Identifying People and Places

Why: Students need to be able to recognize and name common people and places within their immediate environment.

Basic Social Interactions

Why: Understanding simple concepts like sharing and taking turns is foundational for discussing community values.

Key Vocabulary

CommunityA group of people living in the same place or having a particular characteristic in common. Our school is a community because we all share the same space and work together.
RoleThe function assumed or part played by a person or thing in a particular situation. For example, a teacher's role is to help students learn.
ResponsibilityA duty or obligation to do something. Students have a responsibility to follow school rules and be kind to others.
Shared ValuesBeliefs or principles that are important to a group and guide their actions. Respect and cooperation are shared values in our school.

Watch Out for These Misconceptions

Common MisconceptionOnly teachers and students belong to the school community.

What to Teach Instead

Support staff like cleaners and cooks play vital roles. Interviews with these helpers reveal their contributions, helping students expand their view. Hands-on questioning builds appreciation for all members.

Common MisconceptionStudent responsibilities do not matter in a community.

What to Teach Instead

Students follow rules, help peers, and care for spaces. Role-playing shows how small actions like tidying up support everyone. Group simulations highlight interdependence and personal impact.

Common MisconceptionCommunities have no shared values or rules.

What to Teach Instead

Values like kindness guide interactions. Class discussions during mapping activities uncover these, with peer examples clarifying expectations.

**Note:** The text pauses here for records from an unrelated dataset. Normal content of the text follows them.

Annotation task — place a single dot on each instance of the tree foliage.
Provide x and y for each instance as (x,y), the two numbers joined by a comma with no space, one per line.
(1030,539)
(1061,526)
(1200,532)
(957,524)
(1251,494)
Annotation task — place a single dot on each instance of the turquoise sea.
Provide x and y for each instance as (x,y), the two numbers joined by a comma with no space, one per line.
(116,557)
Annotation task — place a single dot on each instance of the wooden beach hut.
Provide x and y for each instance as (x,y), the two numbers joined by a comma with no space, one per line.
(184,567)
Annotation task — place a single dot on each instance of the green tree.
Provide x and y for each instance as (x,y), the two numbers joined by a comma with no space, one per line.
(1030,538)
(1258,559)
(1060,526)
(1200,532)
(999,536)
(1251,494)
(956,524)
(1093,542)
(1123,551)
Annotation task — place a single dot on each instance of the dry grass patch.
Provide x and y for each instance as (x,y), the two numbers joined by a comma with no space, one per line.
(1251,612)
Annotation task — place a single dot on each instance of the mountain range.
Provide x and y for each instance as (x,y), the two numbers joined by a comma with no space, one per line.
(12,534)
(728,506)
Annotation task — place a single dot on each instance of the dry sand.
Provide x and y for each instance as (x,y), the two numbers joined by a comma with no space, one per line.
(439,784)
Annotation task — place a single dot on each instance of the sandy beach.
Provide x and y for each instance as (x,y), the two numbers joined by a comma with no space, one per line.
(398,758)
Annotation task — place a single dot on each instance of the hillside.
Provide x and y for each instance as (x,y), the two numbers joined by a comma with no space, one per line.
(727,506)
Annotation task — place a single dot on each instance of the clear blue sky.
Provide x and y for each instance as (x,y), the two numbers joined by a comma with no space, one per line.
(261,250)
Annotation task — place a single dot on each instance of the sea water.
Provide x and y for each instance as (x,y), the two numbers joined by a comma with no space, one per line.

Collaborative tasks reinforce how values create harmony.

Active Learning Ideas

See all activities

Real-World Connections

  • The local council is a community where people have different jobs like librarians who help people find books, and park rangers who look after public spaces. These roles help the town run smoothly.
  • A sports team is a community where players have specific roles, like captain or goalie, and they share the value of teamwork to win games. Everyone's contribution matters.

Assessment Ideas

Discussion Prompt

Gather students in a circle. Ask: 'What is one job someone does at our school that helps everyone? How does that job make our school feel like a community?' Record student responses on chart paper.

Quick Check

Provide students with a worksheet showing pictures of different people at school (teacher, cleaner, principal, student). Ask them to draw a line connecting each person to one responsibility they have at school.

Exit Ticket

Give each student a small card. Ask them to draw one way they can help make our school community a better place. They can add a word or two to explain their drawing.

Frequently Asked Questions

How to teach school as a community in Year 1 HASS ACARA?
Start with familiar school routines and key questions from AC9HASS1K08. Use role-play and maps to identify roles like principal and cleaner, plus values such as respect. End with student pledges for improvement. These steps connect daily life to civic ideas, fostering belonging through observation and discussion.
What activities explore school roles and responsibilities?
Try role-playing jobs in small groups, drawing community maps in pairs, or interviewing staff. Each builds understanding of contributions. Debriefs link actions to community strength, aligning with the unit's focus on connection and shared values.
How can active learning help students grasp school community?
Active methods like role-play and interviews let Year 1 students experience roles firsthand, making abstract ideas tangible. Mapping and pledges encourage collaboration, revealing interdependence. These approaches boost engagement, empathy, and motivation to contribute, far beyond passive listening.
Common misconceptions about school communities Year 1?
Children often overlook support staff or undervalue student roles. Correct through real interactions like staff visits and simulations. These active strategies shift views, showing how everyone, including students, upholds values and responsibilities for a stronger community.